Anyone providing a service also has the option of accepting which projects to do, but I can see how irritating it would be if everyone that contacted you for work - hadn't really thought out their idea!
But If You Are Getting Payed For It...It's Kind Of Your Job To Execute Them. That Like That One Animator Chick On Youtube Who Made A Big Show Of Telling Her Boss She Quit Over The Fact She Did Not Get To Draw What She Wanted. It's A Job. You Do What You're Payed For And If You're Not Happy Doing It You Find Something Else To Do. It's Kind Of Entitled To Think You Can Get Payed To Do Whatever You Want When What You Do Comes From People Paying You To Do What THEY Want-Freelance Art And Payed Art Sometimes ARE The Same Thing (If You Create And Sell Them Yourself) But Not Always (Like When Your Job Is Drawing What Your Paycheck Tells You To).
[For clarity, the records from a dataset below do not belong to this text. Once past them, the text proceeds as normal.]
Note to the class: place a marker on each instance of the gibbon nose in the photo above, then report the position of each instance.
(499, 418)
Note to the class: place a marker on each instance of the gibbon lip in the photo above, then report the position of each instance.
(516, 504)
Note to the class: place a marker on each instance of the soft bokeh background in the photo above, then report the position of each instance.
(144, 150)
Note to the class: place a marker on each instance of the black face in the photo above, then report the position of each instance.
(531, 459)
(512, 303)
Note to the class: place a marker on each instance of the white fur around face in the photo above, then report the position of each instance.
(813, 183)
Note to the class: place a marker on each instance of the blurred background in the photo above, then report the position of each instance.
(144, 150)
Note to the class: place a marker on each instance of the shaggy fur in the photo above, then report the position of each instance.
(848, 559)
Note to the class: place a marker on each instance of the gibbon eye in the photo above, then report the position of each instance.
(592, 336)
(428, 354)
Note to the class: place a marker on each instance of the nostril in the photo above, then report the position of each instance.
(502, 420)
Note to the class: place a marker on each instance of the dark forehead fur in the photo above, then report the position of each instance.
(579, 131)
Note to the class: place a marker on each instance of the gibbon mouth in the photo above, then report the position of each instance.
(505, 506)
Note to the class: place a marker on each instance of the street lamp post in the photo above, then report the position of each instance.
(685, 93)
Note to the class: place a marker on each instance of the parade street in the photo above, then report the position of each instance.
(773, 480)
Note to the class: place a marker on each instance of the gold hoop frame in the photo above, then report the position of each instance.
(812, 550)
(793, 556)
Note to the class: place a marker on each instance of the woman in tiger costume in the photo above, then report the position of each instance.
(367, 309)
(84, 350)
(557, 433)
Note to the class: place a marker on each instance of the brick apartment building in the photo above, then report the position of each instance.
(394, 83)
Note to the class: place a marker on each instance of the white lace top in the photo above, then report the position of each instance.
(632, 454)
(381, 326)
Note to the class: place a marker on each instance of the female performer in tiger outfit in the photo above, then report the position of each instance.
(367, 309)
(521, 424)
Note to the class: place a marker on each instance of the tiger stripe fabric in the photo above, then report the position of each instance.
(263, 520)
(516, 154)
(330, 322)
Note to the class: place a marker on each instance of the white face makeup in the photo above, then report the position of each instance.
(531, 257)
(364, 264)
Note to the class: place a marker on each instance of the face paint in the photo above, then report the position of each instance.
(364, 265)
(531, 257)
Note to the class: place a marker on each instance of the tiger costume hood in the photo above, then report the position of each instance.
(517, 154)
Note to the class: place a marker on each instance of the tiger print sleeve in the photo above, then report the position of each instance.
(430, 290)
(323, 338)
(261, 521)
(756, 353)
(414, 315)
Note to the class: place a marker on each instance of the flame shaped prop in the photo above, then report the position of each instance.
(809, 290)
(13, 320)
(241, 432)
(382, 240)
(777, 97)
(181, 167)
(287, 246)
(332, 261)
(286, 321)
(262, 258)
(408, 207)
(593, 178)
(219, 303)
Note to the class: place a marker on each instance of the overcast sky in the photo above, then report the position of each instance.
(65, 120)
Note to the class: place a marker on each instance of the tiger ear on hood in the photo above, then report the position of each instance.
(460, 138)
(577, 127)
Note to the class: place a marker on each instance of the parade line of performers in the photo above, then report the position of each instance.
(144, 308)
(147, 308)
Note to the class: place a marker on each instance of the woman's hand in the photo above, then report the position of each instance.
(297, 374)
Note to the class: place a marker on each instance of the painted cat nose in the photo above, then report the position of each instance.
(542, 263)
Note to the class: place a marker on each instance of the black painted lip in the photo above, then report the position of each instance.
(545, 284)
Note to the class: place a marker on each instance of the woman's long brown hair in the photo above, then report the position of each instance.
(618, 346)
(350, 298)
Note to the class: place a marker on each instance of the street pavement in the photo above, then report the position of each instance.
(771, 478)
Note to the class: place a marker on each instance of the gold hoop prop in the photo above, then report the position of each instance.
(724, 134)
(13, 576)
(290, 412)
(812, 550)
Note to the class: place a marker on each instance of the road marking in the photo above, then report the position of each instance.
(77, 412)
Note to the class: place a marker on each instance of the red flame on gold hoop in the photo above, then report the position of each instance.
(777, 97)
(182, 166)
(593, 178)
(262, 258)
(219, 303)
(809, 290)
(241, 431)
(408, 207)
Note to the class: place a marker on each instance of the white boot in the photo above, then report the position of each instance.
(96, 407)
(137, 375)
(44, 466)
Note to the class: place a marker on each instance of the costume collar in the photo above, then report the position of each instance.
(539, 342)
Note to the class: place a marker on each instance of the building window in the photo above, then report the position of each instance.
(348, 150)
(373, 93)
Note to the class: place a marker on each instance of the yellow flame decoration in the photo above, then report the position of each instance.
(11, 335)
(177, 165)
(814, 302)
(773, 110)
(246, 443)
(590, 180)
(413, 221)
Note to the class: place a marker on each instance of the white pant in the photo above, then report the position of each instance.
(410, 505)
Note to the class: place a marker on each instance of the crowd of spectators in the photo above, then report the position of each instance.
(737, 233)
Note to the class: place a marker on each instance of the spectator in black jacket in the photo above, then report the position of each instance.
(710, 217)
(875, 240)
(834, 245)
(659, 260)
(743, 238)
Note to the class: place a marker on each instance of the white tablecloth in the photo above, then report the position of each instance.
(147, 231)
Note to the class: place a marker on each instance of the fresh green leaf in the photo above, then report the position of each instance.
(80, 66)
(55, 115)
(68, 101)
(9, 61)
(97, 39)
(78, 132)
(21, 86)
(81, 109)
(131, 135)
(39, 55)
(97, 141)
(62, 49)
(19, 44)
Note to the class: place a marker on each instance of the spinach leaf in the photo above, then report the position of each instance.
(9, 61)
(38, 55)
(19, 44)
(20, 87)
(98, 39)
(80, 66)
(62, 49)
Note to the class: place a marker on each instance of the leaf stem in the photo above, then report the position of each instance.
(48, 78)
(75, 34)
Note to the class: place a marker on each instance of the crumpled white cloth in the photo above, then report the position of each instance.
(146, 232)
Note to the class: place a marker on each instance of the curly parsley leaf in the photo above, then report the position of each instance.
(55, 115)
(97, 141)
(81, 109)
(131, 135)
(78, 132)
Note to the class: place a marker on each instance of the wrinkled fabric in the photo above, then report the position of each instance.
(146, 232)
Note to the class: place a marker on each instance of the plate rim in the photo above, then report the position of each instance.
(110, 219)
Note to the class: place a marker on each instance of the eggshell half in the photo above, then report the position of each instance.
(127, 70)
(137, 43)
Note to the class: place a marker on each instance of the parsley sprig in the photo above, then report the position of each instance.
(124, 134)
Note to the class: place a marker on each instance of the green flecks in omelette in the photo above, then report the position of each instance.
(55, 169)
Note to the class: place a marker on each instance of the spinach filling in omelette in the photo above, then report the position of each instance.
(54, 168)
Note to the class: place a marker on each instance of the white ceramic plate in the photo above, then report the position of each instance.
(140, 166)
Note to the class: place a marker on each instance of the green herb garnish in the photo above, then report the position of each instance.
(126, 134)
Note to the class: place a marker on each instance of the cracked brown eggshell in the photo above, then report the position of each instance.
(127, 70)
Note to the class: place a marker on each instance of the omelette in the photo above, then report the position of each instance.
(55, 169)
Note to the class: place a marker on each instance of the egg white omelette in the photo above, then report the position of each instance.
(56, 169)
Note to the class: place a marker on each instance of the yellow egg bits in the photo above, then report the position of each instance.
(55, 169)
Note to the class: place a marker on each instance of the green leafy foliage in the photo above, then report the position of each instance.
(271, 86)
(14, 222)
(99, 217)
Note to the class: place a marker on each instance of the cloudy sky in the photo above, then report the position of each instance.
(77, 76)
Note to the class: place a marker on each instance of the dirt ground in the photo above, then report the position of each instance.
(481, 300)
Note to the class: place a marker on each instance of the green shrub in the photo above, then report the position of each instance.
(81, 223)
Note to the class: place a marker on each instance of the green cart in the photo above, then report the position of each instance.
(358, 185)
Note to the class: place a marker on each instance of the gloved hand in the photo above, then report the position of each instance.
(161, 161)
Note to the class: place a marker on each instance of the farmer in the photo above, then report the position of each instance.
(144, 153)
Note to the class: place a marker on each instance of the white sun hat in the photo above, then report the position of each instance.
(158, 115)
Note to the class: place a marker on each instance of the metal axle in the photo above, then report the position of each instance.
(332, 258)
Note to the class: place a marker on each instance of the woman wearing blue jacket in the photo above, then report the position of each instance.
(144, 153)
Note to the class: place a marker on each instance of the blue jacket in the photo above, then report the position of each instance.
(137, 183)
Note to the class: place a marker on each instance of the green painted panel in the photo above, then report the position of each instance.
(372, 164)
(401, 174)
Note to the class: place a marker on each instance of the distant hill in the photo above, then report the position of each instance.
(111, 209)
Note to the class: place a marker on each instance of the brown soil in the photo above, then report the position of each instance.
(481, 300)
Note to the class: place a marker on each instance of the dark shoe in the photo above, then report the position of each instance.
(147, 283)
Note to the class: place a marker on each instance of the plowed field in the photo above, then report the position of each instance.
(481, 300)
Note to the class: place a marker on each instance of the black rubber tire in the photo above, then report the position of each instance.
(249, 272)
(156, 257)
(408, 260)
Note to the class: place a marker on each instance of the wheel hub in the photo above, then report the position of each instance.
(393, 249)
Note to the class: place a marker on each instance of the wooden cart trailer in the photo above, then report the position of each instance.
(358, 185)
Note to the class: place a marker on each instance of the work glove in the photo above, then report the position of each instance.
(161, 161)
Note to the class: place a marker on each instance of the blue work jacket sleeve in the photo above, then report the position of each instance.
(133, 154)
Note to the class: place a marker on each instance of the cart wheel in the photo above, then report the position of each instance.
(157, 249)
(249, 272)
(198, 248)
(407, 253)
Agree Or Disagree All You Want-But It's A Cold Truth. Good Day To You Sir/Madam.
I have to agree. No one's forcing you to get payed for designing. Good luck finding people who will decide what theme they are looking for based on your self-satisfaction designs of what "you want to design without anyone telling you what to do".
Glad You Agree. I Mean Don't Get Me Wrong I Know Art Is Not Always Easy But If You Want To Draw Art On Your Own Terms You Sell Peaces On Your Own. If Your Get Payed To Draw On Someone ELSE'S Terms Then That's What You Do And That's What You CHOSE To Do. I May Not Know Everything About This Stuff Since I Can't Draw To Save My Life But Logic Is Logic And You Do What People Pay You To Do If You Intend To Use Any Skill To Make Money.
some people seem confused. Clients don't hire designers to execute their ugly ideas. (or should not) That's not their job. They hire designers to help them figure out what is the idea and how to make it work, what they pay is first of all the visual expertise and then the product itself
Actually it really should be the former. I expect all my clients to have clear, concise ideas of what they want, and most industry professionals I've spoken/worked with (at least in the concept art field) have always preferred that they be told almost explicitly what the client wants, so there's no room for error and they (the designer) don't waste a lot of time guessing at what the client wants. Granted, it's expected of the artist to make suggestions to improve the piece, but ultimately it is the paying customer's final decision.